Years after Daphne Koller left academia to pursue its reinvention with Coursera, circumstances have conspired to return her to a passion left by the wayside. Big data, machine learning and biology are suddenly in syzygy and Koller is intent on making the most of it with her new company, Insitro — and telling us all about it at Disrupt SF 2020.
Koller was working on applying machine learning techniques to biology as early as 2000 during her tenure at Stanford. But the concept was hardly the household word it is today; The ML techniques we’ve come to rely on in practically every domain were then quite primitive by comparison, yet to many a forward-thinking mind clearly a tool with immense promise.
Leaving in 2012 to join Andrew Ng in founding one of the original MOOC platforms, Coursera, Koller temporarily left behind the world of computational biology. Four years later, however, she left Coursera to head up computing efforts at Google’s health R&D arm, Calico. Her work here clearly inspired to go her own way in 2018 and — with the blessing of GV and others to the tune of $100M — found Insitro.

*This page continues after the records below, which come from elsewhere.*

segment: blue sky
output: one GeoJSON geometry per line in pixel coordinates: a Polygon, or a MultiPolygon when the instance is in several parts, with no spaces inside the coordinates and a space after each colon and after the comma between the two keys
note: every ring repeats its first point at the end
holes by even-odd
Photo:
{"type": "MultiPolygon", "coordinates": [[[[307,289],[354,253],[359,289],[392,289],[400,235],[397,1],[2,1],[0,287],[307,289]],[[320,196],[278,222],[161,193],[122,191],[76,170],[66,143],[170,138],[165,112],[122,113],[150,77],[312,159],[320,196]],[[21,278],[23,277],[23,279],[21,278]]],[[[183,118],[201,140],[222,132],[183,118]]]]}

The cost of developing new drugs can reach into the billions, making it impractical for pharmaceutical companies to pursue them in cases where the population affected by the treated condition is not large enough. The cost of drug development must drop, and Koller joined others in believing that data was the key.
These pharmaceutical companies have amassed enormous databases from human testing of drug candidates and other processes, but have been unable to effectively leverage them. Insitro aims to change that.
“We’re now at a moment in history where a confluence of technologies emerged all at around the same time to allow really large and interesting and disease-relevant data sets to be produced in biology,” said Koller at a talk hosted by TechCrunch’s Connie Loizos last year.
“In parallel, we see on the machine learning side… technologies that are able to make sense of that data and come up with novel insights that can hopefully cure disease. We’re in the business of actually building data for the sole purpose of training machine learning models… what we think of as little crystal balls that would allow you to avoid doing experiments that are complex or even impossible.”
The resulting combination of “in vitro” (i.e. in the lab) and “in silico” (in computer) techniques they call insitro — not good latin, but nevertheless perhaps the new reigning paradigm in this field.
With a number of partnerships and studies ongoing and a staggering $143M Series B raised just this May, Insitro is going strong and Koller will no doubt have a lot to say about it at our all-online Disrupt SF 2020.